Method
Prep:30min ›
Cook:40min ›
Ready in:1hr10min
- Preheat your oven to 180 C / 160 C Fan / Gas 4. Get a 23cm (9 in) springform tin ready: oil the inside of the ring and the bottom of your tin, and line the bottom with baking paper, ensuring the paper covers the join of the ring. Very lightly oil the top of the paper as well.
- Whisk the olive oil and sugar on medium speed in a large bowl until very light and creamy. Add the eggs one at a time, whisking continuously. Add the rosemary, orange zest and juice, and continue whisking until fully combined and frothy. (You can use an electric hand-held or stand mixer for this, or an immersion [stick] blender works fine too.)
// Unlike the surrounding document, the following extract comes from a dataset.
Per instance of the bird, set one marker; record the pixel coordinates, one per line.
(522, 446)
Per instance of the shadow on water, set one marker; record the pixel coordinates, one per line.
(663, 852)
- In a small bowl, manually stir the flour, baking powder and cinnamon together with a fork. Briskly stir the dry ingredients into the wet (remember, this is gluten free so you don't have to worry about over-mixing; keep as much incorporated air as you can). Your cake mixture will be thin, more like pancake batter than cake. Pour the mixture into your prepared tin.
- Bake for 40 to 45 minutes, turning the tin halfway through for even baking, until the centre bounces back springily when lightly touched with your finger.
- Cool the cake in the tin on a cooling rack for about 10 minutes. Run a spatula or palette knife around the ring to loosen, then un-clip and lift off the ring, and leave the cake to cool completely on the tin's base.
- When the cake has baked, turn the oven off. Spread the remaining orange zest on an oven-safe plate, breaking up any clumps, and place in the oven (door ajar) to dry out as the oven cools.
- Stir the icing sugar and 2 to 3 tablespoons of the orange juice together until fully combined. (See footnote.)
Turn out the fully cooled cake onto a serving plate/platter. Pour the glaze over the cake, sprinkle over the dried orange zest, and grate some fresh nutmeg over. Sprinkle over the chopped rosemary.
Dried herbs v fresh?
I tested this recipe using dried rosemary, and I don't recommend it. The pine-y aroma of fresh rosemary is really required for the cake to taste as stupendous as it should. Also, dried rosemary doesn't bake into the cake properly and is too spiky for the topping. Chop the fresh rosemary as finely as you can, though, as larger bits aren't nice to bite into.
Orange note
For the photographed cake, I used 4 small oranges (2 for the cake, 2 for the glaze), weighing between 175g and 195g each. For a thicker glaze, use only 2 to 3 tablespoons of the orange juice (mine was more like lemon drizzle, which is what I wanted). There is enough glaze to spoon some over each served cake slice as well.